Lots of things are going on at the farm and I am guilty of not getting around to writing about them. Hopefully I will get a bit caught up here. Perhaps shortly down the road, I will be able to add more. Spring has had a slow and staggered beginning. Yet finally we saw enough sunshine and felt enough warmth to believe that the weather had turned the corner. Many of the early migratory birds arrived on schedule. (In a few instances they were ahead of schedule.) One of the pleasures we have experienced regularly over the last few years has been in increase in numbers of Sandhill Cranes that have visited us. I can remember one of the first springs that occurred after we purchased the farm in 1983. I was exceedingly excited to see a single crane in the middle of what is now our main hay field. I had never before seen one. I grabbed my camera and added a telephoto lens and spent an hour slowly sneaking up on the bird. Much of the approach was done crawling across the field. The pictorial results were poor: a bird far off and very difficult to see. It was a number of years before I saw another crane on the property. Now, over the last few years the Sandhills arrive early in April and daily spend lots of time on the farm, often in small groups, bugling their presence. This year the numbers have been very pleasing. Toward the first of May we were greeted by a flock of at least 25 cranes in the middle of the hay field. They did not give me enough time to get good photos, but they provide a magnificent show, especially when they all decided to take flight. Our flock is nothing to compare to what can be seen along the Platte River, but they still give us an amazing thrill!

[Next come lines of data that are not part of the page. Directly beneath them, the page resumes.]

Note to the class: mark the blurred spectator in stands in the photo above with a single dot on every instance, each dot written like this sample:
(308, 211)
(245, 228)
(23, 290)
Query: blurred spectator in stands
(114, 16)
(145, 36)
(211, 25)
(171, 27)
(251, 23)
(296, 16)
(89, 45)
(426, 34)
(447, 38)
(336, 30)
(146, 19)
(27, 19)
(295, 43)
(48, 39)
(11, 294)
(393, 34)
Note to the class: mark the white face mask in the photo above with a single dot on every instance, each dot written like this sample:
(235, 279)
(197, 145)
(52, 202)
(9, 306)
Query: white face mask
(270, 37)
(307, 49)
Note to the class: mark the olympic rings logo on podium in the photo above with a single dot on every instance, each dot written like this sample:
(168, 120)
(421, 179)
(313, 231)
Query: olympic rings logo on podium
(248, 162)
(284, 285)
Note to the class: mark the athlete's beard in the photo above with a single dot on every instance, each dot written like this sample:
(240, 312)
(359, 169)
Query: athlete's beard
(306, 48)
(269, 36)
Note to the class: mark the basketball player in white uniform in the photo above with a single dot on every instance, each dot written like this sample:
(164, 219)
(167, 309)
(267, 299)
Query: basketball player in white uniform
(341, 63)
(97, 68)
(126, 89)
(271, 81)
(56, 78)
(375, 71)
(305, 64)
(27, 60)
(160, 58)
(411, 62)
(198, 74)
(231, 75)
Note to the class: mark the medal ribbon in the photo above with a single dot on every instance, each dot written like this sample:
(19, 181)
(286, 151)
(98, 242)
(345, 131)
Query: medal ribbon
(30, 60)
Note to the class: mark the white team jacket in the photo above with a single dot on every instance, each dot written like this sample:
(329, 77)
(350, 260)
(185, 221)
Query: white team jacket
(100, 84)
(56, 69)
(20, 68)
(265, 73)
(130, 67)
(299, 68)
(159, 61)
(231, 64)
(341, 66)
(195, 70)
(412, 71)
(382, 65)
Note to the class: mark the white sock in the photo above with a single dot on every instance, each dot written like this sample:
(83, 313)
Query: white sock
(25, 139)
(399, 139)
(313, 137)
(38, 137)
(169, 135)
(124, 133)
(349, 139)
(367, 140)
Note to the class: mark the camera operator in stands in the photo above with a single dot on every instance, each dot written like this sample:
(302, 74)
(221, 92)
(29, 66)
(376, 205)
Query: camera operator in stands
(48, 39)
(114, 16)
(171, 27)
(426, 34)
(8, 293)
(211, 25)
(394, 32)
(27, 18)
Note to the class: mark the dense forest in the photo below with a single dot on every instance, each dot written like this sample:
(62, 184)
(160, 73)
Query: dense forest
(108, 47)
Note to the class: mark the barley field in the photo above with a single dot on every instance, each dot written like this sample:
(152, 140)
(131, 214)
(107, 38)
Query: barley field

Closer to the house our Magnolia bush has been growing well since we planted it a few years ago. This year it performed a beautiful welcoming to spring. Beneath it grow an early blooming variety of tulip. This year they timed their blooming to perfectly coincide. Sadly, after two glorious days of blossoms, we were hit by two nights of late frosts. It was cold enough to “burn” most of the Magnolia blossoms. Nevertheless, from a distance the bush/tree remained gorgeous. Now, over two weeks later, we have a lovely carpet of white blossom petals below the bush. We are hopeful that the hard freeze did not do significant damage to the cherry and apple blossoms in the county. We will have to wait to see if the fruit crop was harmed.
Going into late May (with the exception of the Ashes) almost all of the native deciduous trees have budded out and soon will have a full leaf cover. Pastures are growing and grazing sheep will soon be a regular routine.